Unleash the Triple: Leveraging a corporate discovery interface. The OECD case

Industry

“O.N.E Sight”, a fully semantic reading assistant developed in the OECD, relies on a semantic layer to enable concept searching. It crawls over millions of resources, consistently tagged to enable discovery of new facts. The use of corporate taxonomies and ontologies, allows you to search using your preferred language and/or vocabulary without having to worry about the language the information is written in, or the words contained in the content. Search in English, find results in French.  Search for articles on Agriculture in Australia, and be prompted with information on coastal fishery in Sydney. The semantic layer, allows for the use of discovery algorithms to expand your search with ideas and suggestions and allows you to search for something and find something else of interest that you were not aware of. Search for agriculture in Australia and be prompted to discover content on Agritourism in New South Wales.

The talk and demonstration will highlight the development, at the Organisation for Economic Co-operation and Development, of “O.N.E Sight”,  a fully semantic reading assistant, which unleashes the power of the triples, the result of 3 years of capacity building, developments and cross functional team work.
Analysts use “O.N.E Sight” to assist with the drafting of reports. They identify, view in context and extract relevant knowledge, regardless of language, contained within large volumes of structured and unstructured information from  internal or external sources. Content is enriched at fragment level with semantic services  based on organisation-wide or domain specific ontologies and specific linguistic rules used to identify multi-lingual knowledge contained within texts.  Analysts have provided feedback on time savings and the discovery of sources they would not have known of otherwise.
We will outline the project approach, the learning curve the team went through, the intellectual and technical challenges faced as issues linked to new ways of handling information, silos, traditional text-indexation, lack of text fragmentation and semantic links, reconciliation of semantic and textual searches, representation issues and more had to be addressed.
We will describe the long march towards semantic annotation and the emphasis placed on the quality of the tagging.  This will include: i) development, maintenance and use of the OECD central Taxonomies and Ontologies  in the semantic analysis tools,  ii) hazards of semantics (fuzziness, context, acronyms and disambiguation), iii) creation of a golden corpora, annotation quality testing, multi-view annotation graphs and iv) development of tools to identify ‘knowledge nuggets’, such as socio-economic indicators, by tagging semantic relationships within texts. The methodology used to develop these quality tagging applications, persistently returning high precision and recall statistics (around 95%) to ensure reliable results enabling the use of the tags in a production environment, will be described.

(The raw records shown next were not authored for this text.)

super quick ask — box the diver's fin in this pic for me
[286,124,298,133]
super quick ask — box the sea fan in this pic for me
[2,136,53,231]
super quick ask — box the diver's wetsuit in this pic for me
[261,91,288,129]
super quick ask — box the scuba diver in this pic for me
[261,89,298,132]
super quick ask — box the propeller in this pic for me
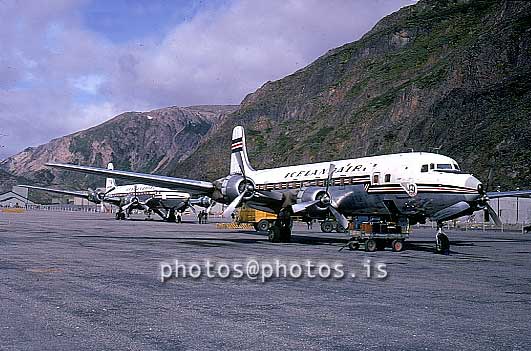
[87,186,116,213]
[291,163,349,229]
[222,189,250,218]
[478,168,502,226]
[484,203,502,226]
[88,186,115,204]
[222,152,278,217]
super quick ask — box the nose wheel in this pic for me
[268,208,292,243]
[435,227,450,254]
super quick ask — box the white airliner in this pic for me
[20,163,211,221]
[46,127,531,252]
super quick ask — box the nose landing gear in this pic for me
[268,208,292,243]
[435,224,450,254]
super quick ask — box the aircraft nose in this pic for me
[465,175,482,194]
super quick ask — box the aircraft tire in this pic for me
[321,221,334,233]
[436,233,450,254]
[392,240,404,252]
[256,219,270,232]
[268,226,282,243]
[348,241,359,251]
[365,239,377,252]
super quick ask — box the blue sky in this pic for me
[0,0,415,159]
[82,0,227,43]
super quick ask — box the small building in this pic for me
[0,186,35,208]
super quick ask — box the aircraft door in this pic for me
[372,172,381,185]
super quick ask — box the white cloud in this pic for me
[71,74,107,95]
[0,0,415,158]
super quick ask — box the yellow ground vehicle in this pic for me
[236,205,277,232]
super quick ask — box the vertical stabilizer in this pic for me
[105,163,116,190]
[230,126,256,175]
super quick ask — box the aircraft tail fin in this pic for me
[105,163,116,190]
[230,126,256,175]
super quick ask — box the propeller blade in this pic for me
[291,200,320,214]
[486,203,502,226]
[222,191,247,218]
[486,168,494,192]
[121,203,132,214]
[329,206,349,229]
[325,163,336,193]
[189,206,197,214]
[235,151,246,179]
[483,207,490,223]
[104,186,116,196]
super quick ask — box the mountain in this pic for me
[0,169,30,194]
[3,0,530,191]
[172,0,531,190]
[1,105,237,188]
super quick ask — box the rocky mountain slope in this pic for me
[1,105,237,188]
[2,0,530,191]
[0,169,30,194]
[172,0,531,190]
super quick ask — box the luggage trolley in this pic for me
[346,217,410,252]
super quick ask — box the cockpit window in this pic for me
[436,164,453,170]
[421,164,428,173]
[430,163,435,170]
[453,164,460,170]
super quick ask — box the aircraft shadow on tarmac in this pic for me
[73,232,349,247]
[68,233,449,253]
[71,228,530,252]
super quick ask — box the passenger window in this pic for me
[421,165,428,173]
[385,174,391,182]
[373,174,379,183]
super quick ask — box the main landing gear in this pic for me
[435,224,450,255]
[268,208,292,243]
[166,208,177,223]
[115,210,126,220]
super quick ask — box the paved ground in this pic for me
[0,210,530,350]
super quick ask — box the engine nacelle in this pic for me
[220,174,255,202]
[193,196,211,208]
[296,187,328,212]
[88,190,104,204]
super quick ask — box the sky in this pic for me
[0,0,415,159]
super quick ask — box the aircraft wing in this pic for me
[487,190,531,199]
[46,163,215,195]
[18,185,89,199]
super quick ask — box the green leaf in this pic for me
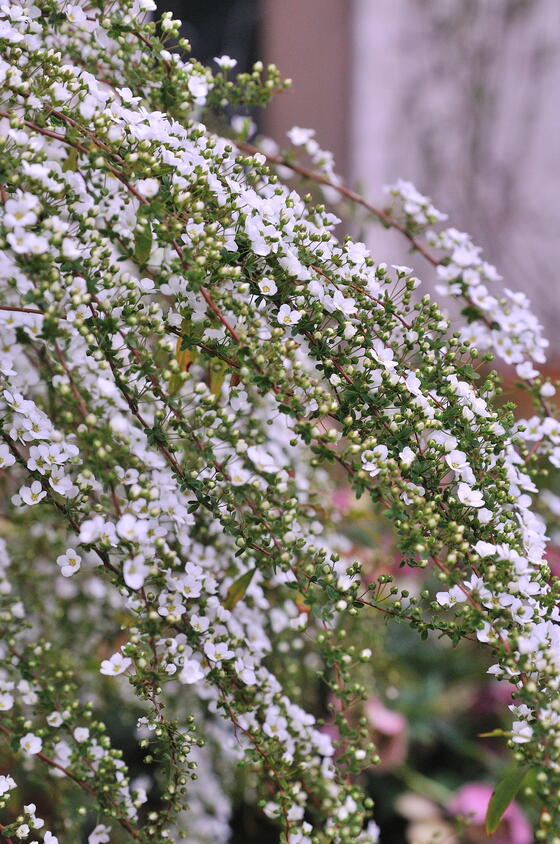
[460,305,483,324]
[62,147,78,172]
[223,567,257,610]
[210,358,228,397]
[485,765,530,834]
[179,318,204,350]
[477,728,509,738]
[134,213,152,265]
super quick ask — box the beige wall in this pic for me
[351,0,560,337]
[261,0,352,176]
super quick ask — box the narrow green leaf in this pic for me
[485,765,530,834]
[223,567,257,610]
[62,147,78,172]
[210,358,228,397]
[477,728,509,738]
[134,213,152,265]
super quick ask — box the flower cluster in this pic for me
[0,1,559,843]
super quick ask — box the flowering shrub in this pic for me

This discovery framework relies on the combined use of rdf triples and XML in a MarkLogic environment.  A full metadata-based approach enabling atomisation for searching, contextualisation of fragmented resources for viewing and robust reasoning, with acceptable response times for rendering.
“O.N.E Sight” was developed by the Knowledge Management team in close collaboration with subject matter experts/stakeholders that directly benefit from the application. The application is tailored to their needs and incorporates feedback in an Agile way.
Future developments include adding new resources and semantic tags, a mobile friendly version and developing externally facing OECD semantic applications based on “O.N.E Sight”.